Mr. Speaker, I appreciate the opportunity to speak on this issue. Many of the questions raised here today are exactly the same as those raised by my constituents and continue to be raised by them.
They are wondering: "What is going on in Ottawa. What are they doing there? What is this government doing? We are wondering what substantive legislation is being considered". When I tell them that the government has brought a bill forward that reorganizes the department, they ask me: "What is that going to do for us? What does that mean?" They ask questions like: "Does this mean that the bureaucrats are going to keep shuffling the paper from one side of the desk to the other?" I say: "I guess it means that they are shuffling bureaucrats. What they are doing is very often unknown".

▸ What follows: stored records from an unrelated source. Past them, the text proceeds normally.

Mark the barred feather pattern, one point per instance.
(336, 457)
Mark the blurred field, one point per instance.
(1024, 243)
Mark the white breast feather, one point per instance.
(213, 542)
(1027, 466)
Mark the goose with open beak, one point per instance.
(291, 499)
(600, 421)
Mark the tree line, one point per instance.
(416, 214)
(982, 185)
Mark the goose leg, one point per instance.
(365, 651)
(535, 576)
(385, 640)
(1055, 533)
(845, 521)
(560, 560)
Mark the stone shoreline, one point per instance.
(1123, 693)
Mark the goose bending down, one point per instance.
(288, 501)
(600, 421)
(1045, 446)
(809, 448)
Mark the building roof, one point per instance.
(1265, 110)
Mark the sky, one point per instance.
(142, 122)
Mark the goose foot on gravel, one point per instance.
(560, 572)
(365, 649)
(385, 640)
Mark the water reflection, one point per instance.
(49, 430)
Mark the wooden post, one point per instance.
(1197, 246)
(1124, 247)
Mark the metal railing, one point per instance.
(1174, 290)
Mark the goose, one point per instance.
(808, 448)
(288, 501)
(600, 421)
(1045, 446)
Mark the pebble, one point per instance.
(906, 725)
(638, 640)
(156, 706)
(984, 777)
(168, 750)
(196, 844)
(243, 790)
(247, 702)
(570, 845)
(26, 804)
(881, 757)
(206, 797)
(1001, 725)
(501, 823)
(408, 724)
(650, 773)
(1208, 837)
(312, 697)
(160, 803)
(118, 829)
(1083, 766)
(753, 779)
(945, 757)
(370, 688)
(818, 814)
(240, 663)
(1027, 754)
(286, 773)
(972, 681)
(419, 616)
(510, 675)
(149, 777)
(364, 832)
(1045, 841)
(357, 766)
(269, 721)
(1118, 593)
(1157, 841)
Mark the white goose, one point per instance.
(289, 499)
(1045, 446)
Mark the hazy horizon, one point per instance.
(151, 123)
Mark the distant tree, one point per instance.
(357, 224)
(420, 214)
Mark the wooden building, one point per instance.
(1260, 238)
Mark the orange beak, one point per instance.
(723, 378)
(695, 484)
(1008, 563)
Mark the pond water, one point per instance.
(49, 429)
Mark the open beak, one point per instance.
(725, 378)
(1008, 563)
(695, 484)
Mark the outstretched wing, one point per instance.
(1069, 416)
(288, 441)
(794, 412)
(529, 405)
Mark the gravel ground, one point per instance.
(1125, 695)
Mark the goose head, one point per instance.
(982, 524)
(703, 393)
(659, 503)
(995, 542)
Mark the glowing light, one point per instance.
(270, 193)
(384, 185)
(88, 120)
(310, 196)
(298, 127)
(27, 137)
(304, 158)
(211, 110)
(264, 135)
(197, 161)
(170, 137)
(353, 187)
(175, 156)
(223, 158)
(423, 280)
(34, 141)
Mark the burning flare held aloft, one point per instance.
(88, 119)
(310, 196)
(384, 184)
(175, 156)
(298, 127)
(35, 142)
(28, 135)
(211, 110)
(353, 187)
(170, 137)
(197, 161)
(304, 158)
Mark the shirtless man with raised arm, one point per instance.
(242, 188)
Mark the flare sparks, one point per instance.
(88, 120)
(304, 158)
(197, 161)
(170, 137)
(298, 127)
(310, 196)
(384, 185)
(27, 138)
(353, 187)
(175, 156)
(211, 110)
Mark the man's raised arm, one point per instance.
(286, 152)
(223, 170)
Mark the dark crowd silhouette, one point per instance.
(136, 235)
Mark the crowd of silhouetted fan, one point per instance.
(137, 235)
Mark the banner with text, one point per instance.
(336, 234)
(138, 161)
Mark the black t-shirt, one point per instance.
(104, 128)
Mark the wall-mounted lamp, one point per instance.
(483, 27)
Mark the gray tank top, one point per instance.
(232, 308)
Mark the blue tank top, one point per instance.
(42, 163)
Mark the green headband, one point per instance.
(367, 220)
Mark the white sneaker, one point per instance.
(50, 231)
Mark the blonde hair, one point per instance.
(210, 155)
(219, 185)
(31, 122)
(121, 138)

They would like to know how this improves their situation in Canada. They ask: "Is this going to save money?" We ask the government the same thing. Is this going to save money? We are met with stone silence. The government is not saving money. In fact it is entrenching government spending in ways that will make it more difficult to change in the future. Then they ask questions like: "Does this reorganization make the government
more accountable to us? Will we have more control over the way it spends money in the department?"
I ask the government: Does it do that? The government is silent because it does not. It does not give the people of Canada more control over what happens at the CBC or how these grants that my hon. friend has just listed are given out. In fact it makes it more difficult for taxpayers to have control over how this government spends its money.